Avec cinq ans d’expérience dans des établissements REP et REP+ en Alsace, il estime que seule une titularisation comme fonctionnaire via un nouveau poste d’« éducateur scolaire » permettrait d’assurer la stabilité des équipes et de les armer face aux situations délicates. Une sorte d’éducateur spécialisé, au cœur des collèges et lycées.

« Se former sur le tas, comme on le fait en discutant entre nous, c’est avoir des lacunes et en souffrir. »

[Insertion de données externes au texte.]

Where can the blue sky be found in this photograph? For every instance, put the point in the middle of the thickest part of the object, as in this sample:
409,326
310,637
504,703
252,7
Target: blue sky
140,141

« Se former sur le tas, comme on le fait en discutant entre nous, c’est avoir des lacunes et en souffrir, déroule-t-il. Aujourd’hui, il n’existe qu’une formation de deux jours, où l’on survole des questions graves comme le harcèlement scolaire, les violences intra­familiales ou des questionnements d’ados sur la sexualité, le rapport aux autres… C’est pourtant ce dont nous parlent les élèves au quotidien. » Il l’assure : « Peu d’AED la font, cette formation ! Moi, en cinq ans, je n’en ai pas vu la couleur. »

Bataille parlementaire

Les AED emportent le soutien de la CGT, de SUD ou de FO. Le Snes-FSU, majoritaire dans le secondaire, se veut plus tempéré, tout en approuvant l’obtention du CDI. Sa secrétaire nationale en charge de la question, Aurélia ­Sarrasin, estime que les postes d’AED doivent être destinés en priorité aux étudiants. Les raisons ? « Une proximité d’âge avec des élèves qui n’ont parfois pas confiance en la figure de l’adulte » et « l’acquisition de compétences pour devenir prof ou CPE».

« Il y a un manque d’attractivité dû aux conditions de travail épouvantables. »

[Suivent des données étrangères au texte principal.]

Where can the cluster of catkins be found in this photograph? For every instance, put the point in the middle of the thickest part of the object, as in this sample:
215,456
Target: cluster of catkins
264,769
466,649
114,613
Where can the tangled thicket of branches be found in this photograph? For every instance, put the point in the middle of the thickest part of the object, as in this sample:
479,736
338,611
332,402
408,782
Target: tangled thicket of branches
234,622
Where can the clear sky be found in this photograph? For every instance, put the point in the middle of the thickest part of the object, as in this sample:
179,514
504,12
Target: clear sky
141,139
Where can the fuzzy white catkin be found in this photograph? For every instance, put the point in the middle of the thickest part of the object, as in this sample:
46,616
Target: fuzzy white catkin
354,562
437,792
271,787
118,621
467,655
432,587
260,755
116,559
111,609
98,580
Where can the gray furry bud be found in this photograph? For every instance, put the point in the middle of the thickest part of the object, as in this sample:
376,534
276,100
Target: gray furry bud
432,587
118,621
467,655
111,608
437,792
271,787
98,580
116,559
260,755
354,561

Pourtant, les étudiants sont minoritaires, seuls 70 postes de CPE sont ouverts à concours interne sur l’année, tandis qu’à peine 11,7 % des surveillants ont passé un concours d’enseignant en 2020. « Il y a un manque d’attractivité dû aux conditions de travail épouvantables et au manque de formation,précise la syndicaliste. Il faut y remédier, et non pas tout miser sur un CDI.»

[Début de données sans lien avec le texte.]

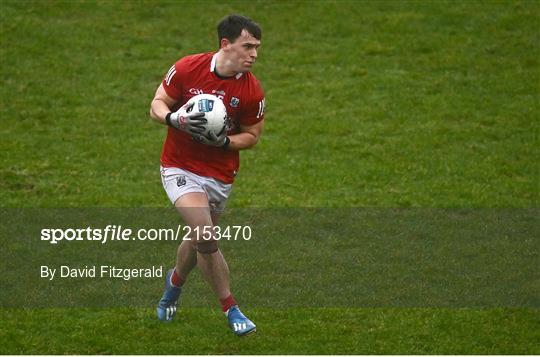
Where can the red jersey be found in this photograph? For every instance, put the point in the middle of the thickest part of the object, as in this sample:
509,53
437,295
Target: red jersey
243,97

Une rhétorique similaire à celle de parlementaires de la majorité lors de la discussion, durant l’hiver dernier, de la proposition de loi initiale, bien plus ambitieuse. L’ex-députée socialiste Michèle Victory, rapporteuse, y défendait un CDI dès l’embauche et un taux d’encadrement minimal assurant une hausse des effectifs. Des mesures retoquées en commission des affaires culturelles et éducatives. « Fâchée et déçue », Michèle Victory confiait que «tout [avait] été évacué par la majorité, souvent sans explication».

« Les opposants politiques, surtout à deux mois des élections [présidentielle puis législatives], prétendent qu’on a massacré une loi et qu’on ne fait rien, réplique Géraldine Bannier, députée Modem, alors membre de la commission impliquée. On partait d’un refus initial du gouvernement face à des propositions de fin de mandat venues de l’opposition, explique-t-elle. Mais on a bataillé et on a avancé sur une mesure réaliste», c’est-à-dire l’accès au CDI. Malgré cette avancée, les syndicats ne désarment pas. Et les pions, comme sur un échiquier, ne reculent jamais.


(1) Le prénom a été changé.

(2) Nous utilisons le féminin, car ces postes sont occupés entre 87 % et 96 % par des femmes.